Liban, offensive néocoloniale et résistance au Moyen-Orient

Liban, offensive néocoloniale et résistance au Moyen-Orient

Nicolas Qualander, membre de la LCR, a
participé à une première délégation
internationale au Liban, à la fin juillet, encore pendant la
guerre, en solidarité avec la résistance. Il était
l’invité de deux cafés politiques, à
l’initiative de solidaritéS, les 11 et 12 octobre
derniers, à Lausanne et à Genève. Nous avons
profité de son passage en Suisse pour nous entretenir avec lui.

Quelle était la situation sociale et politique au Liban
avant l’agression israélienne et la guerre des
trente-trois jours à laquelle elle a donné lieu?
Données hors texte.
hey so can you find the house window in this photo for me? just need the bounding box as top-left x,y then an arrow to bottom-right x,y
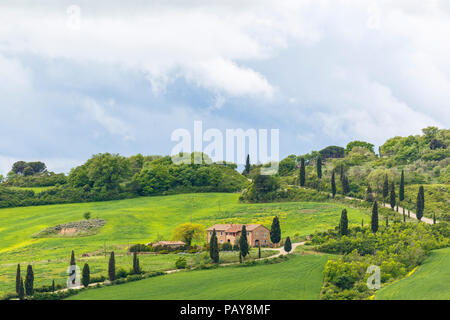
220,232 -> 223,235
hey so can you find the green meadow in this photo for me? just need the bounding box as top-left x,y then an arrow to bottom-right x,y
68,254 -> 329,300
0,193 -> 369,296
376,247 -> 450,300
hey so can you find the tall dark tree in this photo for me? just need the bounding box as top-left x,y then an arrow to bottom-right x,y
133,251 -> 141,274
331,171 -> 336,198
299,158 -> 306,187
108,251 -> 116,281
371,201 -> 379,233
399,169 -> 405,202
82,263 -> 90,288
51,280 -> 55,292
389,181 -> 396,210
433,213 -> 436,224
342,175 -> 350,194
403,211 -> 406,222
70,250 -> 76,266
209,229 -> 219,263
419,185 -> 425,209
18,278 -> 25,300
365,185 -> 374,202
258,244 -> 261,259
416,186 -> 425,221
270,216 -> 281,245
25,265 -> 34,296
244,154 -> 251,176
284,237 -> 292,253
339,209 -> 348,236
239,225 -> 250,259
383,175 -> 389,202
15,264 -> 21,295
316,156 -> 322,179
385,216 -> 389,228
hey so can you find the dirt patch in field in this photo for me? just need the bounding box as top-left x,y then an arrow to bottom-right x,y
33,219 -> 106,238
299,209 -> 318,214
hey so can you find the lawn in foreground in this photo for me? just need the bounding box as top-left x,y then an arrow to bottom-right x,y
376,247 -> 450,300
0,193 -> 368,296
68,254 -> 329,300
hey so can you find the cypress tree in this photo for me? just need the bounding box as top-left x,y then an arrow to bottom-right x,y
331,171 -> 336,198
339,209 -> 348,236
18,278 -> 24,300
108,251 -> 116,281
416,186 -> 424,221
270,216 -> 281,245
339,165 -> 344,182
244,154 -> 251,176
284,237 -> 292,253
299,158 -> 306,187
433,213 -> 436,224
383,175 -> 389,202
15,264 -> 21,295
51,280 -> 55,292
317,156 -> 322,179
342,175 -> 350,194
390,181 -> 396,210
365,185 -> 374,202
82,263 -> 90,288
403,211 -> 406,222
239,225 -> 250,259
399,169 -> 405,202
209,229 -> 219,263
419,185 -> 425,209
70,250 -> 76,266
133,251 -> 141,274
239,252 -> 242,264
25,265 -> 34,296
371,201 -> 379,233
258,244 -> 261,259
Depuis 2000-2003, on assiste à une offensive impérialiste
au Moyen-Orient sans précédent depuis le début du
siècle, rythmée par le plan de Grand Moyen-Orient de Bush
et soutenu activement par Israël. Il s’agit d’un vaste
programme visant à redéfinir les équilibres
géopolitiques fondamentaux de toute la région, voire
à rectifier ses frontières, par exemple en divisant
l’Irak en trois zones – chiite, sunnite et kurde. Or, la
logique de partition est au cœur du projet colonial depuis un
siècle. La situation actuelle rappelle ainsi les grandes
manœuvres coloniales européennes du début du
siècle, dans la foulée des accords Sykes-Picot (entre la
France et l’Angleterre), qui avaient redessiné la carte et
les zones d’influence de toute la région. La guerre de
juillet-août 2006 s’inscrivait de toute évidence
dans le cadre d’un projet d’ensemble: une politique de
sociocide en Palestine depuis 2000 – avec la répression de
la 2e Intifada, la construction du Mur, des routes de contournement,
etc. –, l’invasion de l’Irak en 2003, la
répression accrue des mouvements sociaux par les régimes
«amis» des Etats-Unis (Egypte, Jordanie, Arabie Saoudite).
Le militant israélien Michel Warchawski parle d’une
tendance à la recolonisation du monde, dont la pointe
avancée se situe au Moyen-Orient.

Quelles ont été les étapes de cette offensive par rapport au Liban?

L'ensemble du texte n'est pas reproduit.